The beans were up led by meal. The talk du jour was the Chinese prices are higher over concern about a lack of supply. A couple perceptions that I am working through. The Chinese bean imports in July are less than anticipated. Fact, they are trailing last year this time by 2mmt. Demand gone is gone forever. It goes to the balance sheet. At least that was the teaching of old. Maybe there is something new under the sun. The Chinese will most likely be forced to cull animal numbers. This is not only due to the trade spat. They have overproduced and can’t consume more. I call this stagnation, or contraction. The Chinese are taking offers on alternative protein sources. Yes there are many. Copra meal making a comeback. The Black Sea sunflower. The DDG’s of the world. All viable sources, and there are more. Not to be a bore. Point, the world is awash in oilseeds. Oilseeds equals meal, in most cases. There is much talk of the huge global bean exports. Sure, when the US price is, pick a number cheaper than the South American. The world will buy the US beans, crush them and make 1.50-2.00 per bu selling the products ( meal and oil) . This is not necessarily so much demand as it is buying to capture a margin while it exists. This is elementary my dear Watson. I am elated that the beans have rallied back. Please be aware that nov 19 is close to 950. Hedgers take heed. This represents value. The current domestic bean stocks are still very high. This will not change. In spite of a record crush pace. The real winner in all this is the commercial crusher. The bean price to them is essentially irrelevant given the margins. In my mind this is not a supportable reality. It is my belief that the Friday report will confirm a higher yield. The weather is turning a bit moderate and less friendly offering some more moisture to finish things off. Will we put a high in before the report? It is my belief we will. Perhaps today was that or maybe tomorrow. As I have said many times, I do not have a crystal ball, and sometimes lack clarity. However, some of this does not make sense to me given my perception of the numbers.

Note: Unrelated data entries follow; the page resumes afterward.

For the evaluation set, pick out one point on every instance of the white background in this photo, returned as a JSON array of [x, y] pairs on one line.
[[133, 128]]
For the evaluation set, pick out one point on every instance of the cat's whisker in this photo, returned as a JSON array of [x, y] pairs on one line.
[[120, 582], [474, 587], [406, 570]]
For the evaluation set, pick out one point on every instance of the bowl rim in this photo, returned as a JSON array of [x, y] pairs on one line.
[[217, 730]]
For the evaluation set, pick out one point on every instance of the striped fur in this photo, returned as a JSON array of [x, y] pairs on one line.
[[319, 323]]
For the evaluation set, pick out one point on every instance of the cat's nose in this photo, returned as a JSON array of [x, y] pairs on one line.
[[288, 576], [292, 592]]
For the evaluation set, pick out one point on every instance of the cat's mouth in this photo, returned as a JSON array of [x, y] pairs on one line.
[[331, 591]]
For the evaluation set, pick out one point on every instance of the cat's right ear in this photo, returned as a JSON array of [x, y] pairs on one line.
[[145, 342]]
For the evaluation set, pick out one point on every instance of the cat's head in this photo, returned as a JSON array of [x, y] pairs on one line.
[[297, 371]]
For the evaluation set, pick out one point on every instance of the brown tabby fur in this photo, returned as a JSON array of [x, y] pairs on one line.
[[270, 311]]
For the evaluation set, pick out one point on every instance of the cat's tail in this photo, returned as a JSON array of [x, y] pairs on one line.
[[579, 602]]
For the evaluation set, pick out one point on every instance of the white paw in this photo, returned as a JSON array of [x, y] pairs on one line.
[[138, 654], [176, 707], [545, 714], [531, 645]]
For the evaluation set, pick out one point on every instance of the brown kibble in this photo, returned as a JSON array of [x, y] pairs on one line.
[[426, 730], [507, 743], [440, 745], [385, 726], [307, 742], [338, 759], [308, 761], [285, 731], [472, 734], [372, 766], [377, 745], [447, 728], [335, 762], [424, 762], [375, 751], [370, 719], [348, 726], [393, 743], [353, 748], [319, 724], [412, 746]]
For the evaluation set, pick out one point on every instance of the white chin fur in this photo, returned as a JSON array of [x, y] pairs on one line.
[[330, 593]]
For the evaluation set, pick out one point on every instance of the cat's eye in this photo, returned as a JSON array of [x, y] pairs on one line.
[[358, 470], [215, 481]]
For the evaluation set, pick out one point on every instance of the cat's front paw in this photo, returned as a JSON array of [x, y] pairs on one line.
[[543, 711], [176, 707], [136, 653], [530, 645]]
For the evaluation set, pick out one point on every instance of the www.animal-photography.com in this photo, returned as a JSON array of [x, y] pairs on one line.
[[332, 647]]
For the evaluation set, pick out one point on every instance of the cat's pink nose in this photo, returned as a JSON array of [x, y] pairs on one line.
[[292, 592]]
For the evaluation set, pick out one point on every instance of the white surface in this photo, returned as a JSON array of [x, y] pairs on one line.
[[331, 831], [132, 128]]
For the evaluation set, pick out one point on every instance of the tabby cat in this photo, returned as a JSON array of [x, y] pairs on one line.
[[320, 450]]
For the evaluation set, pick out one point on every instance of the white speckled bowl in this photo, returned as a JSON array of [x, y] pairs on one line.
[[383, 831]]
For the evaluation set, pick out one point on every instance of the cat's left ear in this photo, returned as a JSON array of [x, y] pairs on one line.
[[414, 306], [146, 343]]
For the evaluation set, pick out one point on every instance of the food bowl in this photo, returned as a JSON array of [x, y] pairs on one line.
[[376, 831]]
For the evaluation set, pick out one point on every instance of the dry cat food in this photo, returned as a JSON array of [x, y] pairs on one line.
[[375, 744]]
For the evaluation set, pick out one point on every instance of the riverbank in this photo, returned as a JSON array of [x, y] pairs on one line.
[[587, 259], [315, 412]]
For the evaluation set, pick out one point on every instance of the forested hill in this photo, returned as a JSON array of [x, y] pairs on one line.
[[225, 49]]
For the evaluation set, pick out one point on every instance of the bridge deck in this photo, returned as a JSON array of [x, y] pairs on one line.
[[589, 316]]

The feed grains sure were lackluster today. I know the report Friday is key in peoples minds. The global scenario has a real window of opportunity for the US exports. An executive at Dreyfus announced today he believes the Brazilian corn export estimate will need to decline by as much as 7 mmt or they risk running out of corn themselves. In addition, the issues in the EU, the issues in the Black Sea with feed grains. Talk Russia may need to put an export tax on feed grains. It goes on and on this year. The Friday report needs a big increase in my opinion to prevent a further draw down in US stocks. The numbers are friendly both domestic and globally. The window is not infinite, but it is there for a bit. As they say, the best laid plans of mice and men. Apologies for the literary references today. They just seem appropriate. I remain friendly corn. I believe the price could be higher over the next 3-6 months. As always, have a quantifiable risk in place. Let’s see what the next two days hold in store.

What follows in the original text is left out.